More information on agricultural liming is available from the Agricultural Lime Association.
Lime products used for animal hygiene are typically used for the treatment of manure and sludges, bedding materials, as well as indoor and outdoor surfaces. The products applied can be quicklime, hydrated lime, dolomitic lime, lime blends with other materials, and liquid limes. Care should be exercised in choosing the appropriate product and applying it safely to avoid harm to the animals and the environment. Lime products for animal hygiene are regulated in the UK under the Biocidal Product Regulations (BPR) by the Health & Safety Executive (HSE) and controls the marketing and use of biocidal products. Biocidal products protect humans, animals, materials or articles against harmful organisms like pests or bacteria, by the action of the active substances contained in the biocidal product. The regulations approve the use of quicklime, hydrated lime, and dolomitic lime as active substances in biocidal products in two categories.
- Disinfectants and algaecides not intended for direct application to humans or animals
- Veterinary hygiene applications
Quicklime, hydrated lime and dolomitic lime are used to regulate pH and provide a source of calcium in aquaculture as well as to precipitate out fine particles for removal as sludge on a periodic basis. Lime is also thought to regulate the production of phytoplanktons. In a similar way to agricultural lime, limestones and chalks are also used. Lime can be used to control the pH of acidic ponds and lakes. In general terms this creates a more hospitable environment for all aquatic organisms, in particular fish. Lime is therefore used by fish farmers to maintain a suitable habitat for breeding fish. Care should be exercised in choosing the appropriate product and applying it safely to avoid harm to the animals and the environment.
Lime is used to extend shelf life of fruit in storage. As fruits ripen they emit carbon dioxide, which lowers the level of oxygen in the atmosphere and accelerates the rate of deterioration of the fruit. By circulating air around the fruit and over exposed lime, the lime absorbs the carbon dioxide and the fruit remains fresher for longer.
Residues from processing citrus fruits when mixed with lime can then be dried and used as cattle feed. In addition, lime can also be used to neutralise waste citric acid and to raise the pH of fruit juices to stabilise the flavour and colour.
Separation of cream from whole milk during butter production can include the addition of liquid lime to alter the pH before pasteurisation. To separate the casein, acid is added to the skimmed milk and the casein can be mixed with lime and sodium fluoride to produce calcium caseinate, which is a type of adhesive. When the remaining skimmed milk is fermented, lime can be added to form calcium lactate, which has medicinal properties or acid can be added to produce lactic acid.
Glue and Gelatin
Liquid lime can be used to treat the waste materials from rendering plants which causes the collagen to swell and this is known as alkaline hydrolysis. The process was developed when the use of rendering plant wastes in animal feed were banned. The treated waste is then cleansed, dried and the resulting product can be used as an adhesive or as gelatin in the manufacture of capsules, cosmetics and ointments
Lime can be used as an ingredient in the manufacture of a common baking powder called monocalcium phosphate when phosphoric acid is reacted with a high calcium lime.
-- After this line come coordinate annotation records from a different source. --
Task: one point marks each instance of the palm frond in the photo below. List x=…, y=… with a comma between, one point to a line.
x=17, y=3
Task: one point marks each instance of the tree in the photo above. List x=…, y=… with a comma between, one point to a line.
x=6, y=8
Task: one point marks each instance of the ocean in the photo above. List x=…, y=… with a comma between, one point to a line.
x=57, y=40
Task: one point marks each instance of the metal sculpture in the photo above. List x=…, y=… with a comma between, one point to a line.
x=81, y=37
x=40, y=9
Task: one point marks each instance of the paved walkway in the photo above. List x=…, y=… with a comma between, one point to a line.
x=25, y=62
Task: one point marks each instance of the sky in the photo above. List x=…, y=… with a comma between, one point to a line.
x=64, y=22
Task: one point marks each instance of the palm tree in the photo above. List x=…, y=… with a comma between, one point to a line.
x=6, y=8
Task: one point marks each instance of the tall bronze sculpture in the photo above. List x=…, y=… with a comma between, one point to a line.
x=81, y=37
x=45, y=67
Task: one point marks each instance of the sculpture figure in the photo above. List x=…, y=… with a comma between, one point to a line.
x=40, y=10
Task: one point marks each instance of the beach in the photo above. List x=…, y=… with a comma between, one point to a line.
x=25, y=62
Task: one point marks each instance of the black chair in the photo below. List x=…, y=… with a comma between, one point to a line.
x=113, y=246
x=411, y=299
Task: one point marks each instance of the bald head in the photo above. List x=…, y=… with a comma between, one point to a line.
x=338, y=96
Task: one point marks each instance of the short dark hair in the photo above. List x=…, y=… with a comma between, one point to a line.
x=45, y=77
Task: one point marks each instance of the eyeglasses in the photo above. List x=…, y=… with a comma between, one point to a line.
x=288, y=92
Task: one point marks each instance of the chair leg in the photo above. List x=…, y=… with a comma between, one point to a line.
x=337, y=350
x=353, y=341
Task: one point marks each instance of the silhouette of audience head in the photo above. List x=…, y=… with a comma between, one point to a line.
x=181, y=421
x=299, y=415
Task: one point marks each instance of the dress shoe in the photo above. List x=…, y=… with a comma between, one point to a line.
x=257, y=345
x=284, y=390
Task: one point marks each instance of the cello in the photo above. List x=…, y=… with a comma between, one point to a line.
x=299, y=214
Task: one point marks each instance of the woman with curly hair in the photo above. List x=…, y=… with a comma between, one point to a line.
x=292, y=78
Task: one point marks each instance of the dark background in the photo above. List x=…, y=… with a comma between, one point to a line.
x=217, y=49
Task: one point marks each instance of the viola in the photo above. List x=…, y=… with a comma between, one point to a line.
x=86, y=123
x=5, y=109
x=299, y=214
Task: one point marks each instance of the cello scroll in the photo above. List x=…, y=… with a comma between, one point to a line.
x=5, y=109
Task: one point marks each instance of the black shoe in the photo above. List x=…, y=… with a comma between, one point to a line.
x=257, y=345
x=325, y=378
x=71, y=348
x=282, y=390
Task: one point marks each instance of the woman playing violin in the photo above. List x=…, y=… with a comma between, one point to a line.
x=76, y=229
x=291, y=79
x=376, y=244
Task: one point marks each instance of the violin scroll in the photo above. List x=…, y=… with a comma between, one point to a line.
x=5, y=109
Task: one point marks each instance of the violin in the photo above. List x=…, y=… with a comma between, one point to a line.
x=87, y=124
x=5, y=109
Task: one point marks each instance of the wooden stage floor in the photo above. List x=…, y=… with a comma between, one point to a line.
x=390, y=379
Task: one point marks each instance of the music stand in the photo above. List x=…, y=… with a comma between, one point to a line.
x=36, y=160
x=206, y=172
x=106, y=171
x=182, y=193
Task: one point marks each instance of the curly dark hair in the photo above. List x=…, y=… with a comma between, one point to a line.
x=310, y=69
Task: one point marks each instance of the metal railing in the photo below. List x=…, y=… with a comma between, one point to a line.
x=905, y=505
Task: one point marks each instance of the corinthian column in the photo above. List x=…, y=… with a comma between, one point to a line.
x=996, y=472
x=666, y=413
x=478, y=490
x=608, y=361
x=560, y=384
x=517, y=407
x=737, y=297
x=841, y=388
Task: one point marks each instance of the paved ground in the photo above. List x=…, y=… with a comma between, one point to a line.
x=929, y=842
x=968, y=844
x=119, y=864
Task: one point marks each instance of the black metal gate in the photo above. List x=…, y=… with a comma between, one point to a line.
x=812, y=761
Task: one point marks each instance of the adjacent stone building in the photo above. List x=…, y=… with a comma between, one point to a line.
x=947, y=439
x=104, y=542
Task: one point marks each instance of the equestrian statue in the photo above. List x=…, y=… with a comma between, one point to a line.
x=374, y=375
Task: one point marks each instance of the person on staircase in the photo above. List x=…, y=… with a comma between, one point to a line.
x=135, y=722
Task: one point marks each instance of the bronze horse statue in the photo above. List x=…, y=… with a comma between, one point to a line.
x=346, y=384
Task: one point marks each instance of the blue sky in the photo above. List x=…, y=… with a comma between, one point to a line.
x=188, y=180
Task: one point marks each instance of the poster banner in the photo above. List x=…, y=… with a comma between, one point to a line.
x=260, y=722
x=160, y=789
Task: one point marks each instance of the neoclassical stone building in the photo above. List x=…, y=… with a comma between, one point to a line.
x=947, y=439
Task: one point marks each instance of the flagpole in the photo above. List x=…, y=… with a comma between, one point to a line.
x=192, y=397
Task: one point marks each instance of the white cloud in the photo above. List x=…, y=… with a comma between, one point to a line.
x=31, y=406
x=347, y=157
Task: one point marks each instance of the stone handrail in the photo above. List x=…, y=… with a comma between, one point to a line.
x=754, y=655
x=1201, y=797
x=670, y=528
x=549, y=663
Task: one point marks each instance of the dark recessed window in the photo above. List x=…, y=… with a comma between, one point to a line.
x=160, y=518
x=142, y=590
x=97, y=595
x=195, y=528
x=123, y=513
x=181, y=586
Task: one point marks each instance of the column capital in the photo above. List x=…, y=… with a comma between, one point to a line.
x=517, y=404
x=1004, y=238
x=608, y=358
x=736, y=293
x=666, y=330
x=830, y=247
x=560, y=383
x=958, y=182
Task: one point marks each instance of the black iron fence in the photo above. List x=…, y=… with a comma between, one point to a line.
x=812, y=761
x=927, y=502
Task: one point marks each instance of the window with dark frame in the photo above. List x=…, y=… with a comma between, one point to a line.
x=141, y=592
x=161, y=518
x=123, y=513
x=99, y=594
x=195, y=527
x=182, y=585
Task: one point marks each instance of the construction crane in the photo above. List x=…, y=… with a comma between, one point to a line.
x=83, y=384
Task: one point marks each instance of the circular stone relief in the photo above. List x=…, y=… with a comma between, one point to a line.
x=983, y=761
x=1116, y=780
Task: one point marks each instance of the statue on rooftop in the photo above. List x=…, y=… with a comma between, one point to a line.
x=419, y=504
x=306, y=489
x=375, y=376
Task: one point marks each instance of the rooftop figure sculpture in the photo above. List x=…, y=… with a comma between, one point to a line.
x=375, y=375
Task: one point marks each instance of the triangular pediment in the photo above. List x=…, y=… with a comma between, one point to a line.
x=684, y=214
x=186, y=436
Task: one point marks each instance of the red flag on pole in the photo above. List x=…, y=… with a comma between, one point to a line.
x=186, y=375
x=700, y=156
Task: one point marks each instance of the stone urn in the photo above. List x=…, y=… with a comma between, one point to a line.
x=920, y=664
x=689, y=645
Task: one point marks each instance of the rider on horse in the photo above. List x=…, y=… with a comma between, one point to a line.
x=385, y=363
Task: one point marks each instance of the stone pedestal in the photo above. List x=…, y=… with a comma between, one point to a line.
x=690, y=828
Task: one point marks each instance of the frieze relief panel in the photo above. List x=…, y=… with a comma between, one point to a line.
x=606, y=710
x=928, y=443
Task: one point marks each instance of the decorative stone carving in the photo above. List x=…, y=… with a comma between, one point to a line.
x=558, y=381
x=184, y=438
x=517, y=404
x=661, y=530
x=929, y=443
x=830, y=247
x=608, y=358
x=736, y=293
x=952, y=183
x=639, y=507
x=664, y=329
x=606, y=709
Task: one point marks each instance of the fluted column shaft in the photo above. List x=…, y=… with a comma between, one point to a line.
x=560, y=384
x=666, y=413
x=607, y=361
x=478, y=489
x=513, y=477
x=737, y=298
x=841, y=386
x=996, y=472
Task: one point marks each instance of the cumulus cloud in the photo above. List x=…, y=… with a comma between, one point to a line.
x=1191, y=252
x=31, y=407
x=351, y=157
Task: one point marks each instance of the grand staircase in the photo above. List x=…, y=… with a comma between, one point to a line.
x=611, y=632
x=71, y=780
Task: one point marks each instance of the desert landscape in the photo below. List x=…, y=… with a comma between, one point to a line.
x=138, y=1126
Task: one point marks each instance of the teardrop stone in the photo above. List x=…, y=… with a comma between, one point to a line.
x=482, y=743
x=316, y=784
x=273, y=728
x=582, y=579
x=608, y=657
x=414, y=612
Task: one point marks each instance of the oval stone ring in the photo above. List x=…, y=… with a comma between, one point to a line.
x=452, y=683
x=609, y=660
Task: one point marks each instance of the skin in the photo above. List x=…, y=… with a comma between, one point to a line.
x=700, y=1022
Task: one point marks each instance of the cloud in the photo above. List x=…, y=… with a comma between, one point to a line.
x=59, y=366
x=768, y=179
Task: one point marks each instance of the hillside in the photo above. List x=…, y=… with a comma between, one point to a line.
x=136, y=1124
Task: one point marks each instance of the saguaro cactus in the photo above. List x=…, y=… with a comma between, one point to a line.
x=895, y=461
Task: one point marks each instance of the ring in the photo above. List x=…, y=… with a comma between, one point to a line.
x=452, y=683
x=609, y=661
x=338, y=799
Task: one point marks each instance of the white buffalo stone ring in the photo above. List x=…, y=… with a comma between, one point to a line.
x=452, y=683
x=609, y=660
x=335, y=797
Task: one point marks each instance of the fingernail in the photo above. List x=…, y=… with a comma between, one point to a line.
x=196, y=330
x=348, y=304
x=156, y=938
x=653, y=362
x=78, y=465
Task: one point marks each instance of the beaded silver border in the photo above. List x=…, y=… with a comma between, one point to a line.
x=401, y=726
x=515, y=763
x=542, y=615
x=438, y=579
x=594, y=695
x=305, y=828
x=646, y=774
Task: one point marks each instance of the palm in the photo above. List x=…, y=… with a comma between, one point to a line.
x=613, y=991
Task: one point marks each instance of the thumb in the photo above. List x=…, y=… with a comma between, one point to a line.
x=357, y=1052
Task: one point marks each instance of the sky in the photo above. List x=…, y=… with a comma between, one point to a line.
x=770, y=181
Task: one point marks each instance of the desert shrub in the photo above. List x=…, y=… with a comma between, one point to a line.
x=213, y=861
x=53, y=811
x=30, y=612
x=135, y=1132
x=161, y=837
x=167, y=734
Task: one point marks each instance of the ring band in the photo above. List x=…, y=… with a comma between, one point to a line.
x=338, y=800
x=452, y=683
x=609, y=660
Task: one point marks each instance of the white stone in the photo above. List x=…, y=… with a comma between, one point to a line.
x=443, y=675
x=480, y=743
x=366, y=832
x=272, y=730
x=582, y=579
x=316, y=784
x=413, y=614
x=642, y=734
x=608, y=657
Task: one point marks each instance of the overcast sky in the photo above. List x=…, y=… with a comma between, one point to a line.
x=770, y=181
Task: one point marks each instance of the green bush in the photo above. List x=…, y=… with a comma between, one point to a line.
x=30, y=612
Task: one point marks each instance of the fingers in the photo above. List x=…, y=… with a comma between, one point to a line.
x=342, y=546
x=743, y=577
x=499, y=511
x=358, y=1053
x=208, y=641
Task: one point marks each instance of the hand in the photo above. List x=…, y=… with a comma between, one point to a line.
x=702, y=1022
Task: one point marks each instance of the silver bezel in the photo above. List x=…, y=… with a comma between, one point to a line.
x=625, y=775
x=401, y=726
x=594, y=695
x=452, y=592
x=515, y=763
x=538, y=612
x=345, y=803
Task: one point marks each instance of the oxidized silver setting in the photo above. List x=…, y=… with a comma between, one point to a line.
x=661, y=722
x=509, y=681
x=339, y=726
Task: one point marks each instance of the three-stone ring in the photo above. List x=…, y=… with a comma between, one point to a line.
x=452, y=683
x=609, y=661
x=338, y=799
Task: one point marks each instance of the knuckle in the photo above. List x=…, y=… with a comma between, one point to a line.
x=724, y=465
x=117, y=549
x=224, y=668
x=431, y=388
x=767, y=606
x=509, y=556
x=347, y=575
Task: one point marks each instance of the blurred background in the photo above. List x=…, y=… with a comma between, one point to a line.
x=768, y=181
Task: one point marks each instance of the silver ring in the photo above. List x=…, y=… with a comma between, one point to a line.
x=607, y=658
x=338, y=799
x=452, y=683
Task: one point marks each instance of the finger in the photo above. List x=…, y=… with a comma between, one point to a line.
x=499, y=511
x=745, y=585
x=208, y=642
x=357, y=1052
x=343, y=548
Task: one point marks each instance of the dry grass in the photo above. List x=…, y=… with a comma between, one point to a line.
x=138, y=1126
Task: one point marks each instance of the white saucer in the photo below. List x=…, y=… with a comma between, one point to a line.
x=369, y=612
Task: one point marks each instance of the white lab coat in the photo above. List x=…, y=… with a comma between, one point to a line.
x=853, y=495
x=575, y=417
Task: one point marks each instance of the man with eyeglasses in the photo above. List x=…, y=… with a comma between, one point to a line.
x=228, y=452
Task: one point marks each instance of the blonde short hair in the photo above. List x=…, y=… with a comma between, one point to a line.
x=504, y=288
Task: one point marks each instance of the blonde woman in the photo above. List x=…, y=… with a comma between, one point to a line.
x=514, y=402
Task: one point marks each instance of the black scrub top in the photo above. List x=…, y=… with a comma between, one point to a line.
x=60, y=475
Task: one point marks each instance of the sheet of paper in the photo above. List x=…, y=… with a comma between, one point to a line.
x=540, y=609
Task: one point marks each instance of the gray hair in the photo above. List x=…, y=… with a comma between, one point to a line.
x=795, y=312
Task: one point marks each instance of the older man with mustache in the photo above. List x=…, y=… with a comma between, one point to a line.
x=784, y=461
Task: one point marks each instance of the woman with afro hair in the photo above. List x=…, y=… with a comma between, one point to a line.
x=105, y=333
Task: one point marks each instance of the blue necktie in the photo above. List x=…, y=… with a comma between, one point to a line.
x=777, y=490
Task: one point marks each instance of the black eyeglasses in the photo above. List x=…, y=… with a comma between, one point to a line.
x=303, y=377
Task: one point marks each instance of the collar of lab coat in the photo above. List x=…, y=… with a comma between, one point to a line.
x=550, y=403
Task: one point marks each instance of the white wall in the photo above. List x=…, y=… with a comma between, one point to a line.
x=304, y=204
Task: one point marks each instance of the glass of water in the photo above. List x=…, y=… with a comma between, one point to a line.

Lime is also used in the following:
- Making corn tortillas – liquid lime is used to soak the corn before conversion to cornmeal.
- Calcium Tartrate / Tartaric acid precipitation by lime treatment of grape leaves from vineyards.
- Soils for growing Pak Choi can be treated with quicklime to raise the pH above 7.2 and reduce the susceptibility to club root, thus improving crop yields.
Lime is used in the manufacture of many inorganic salts such as calcium citrate a food and drink additive, and calcium phosphate, a toothpaste additive.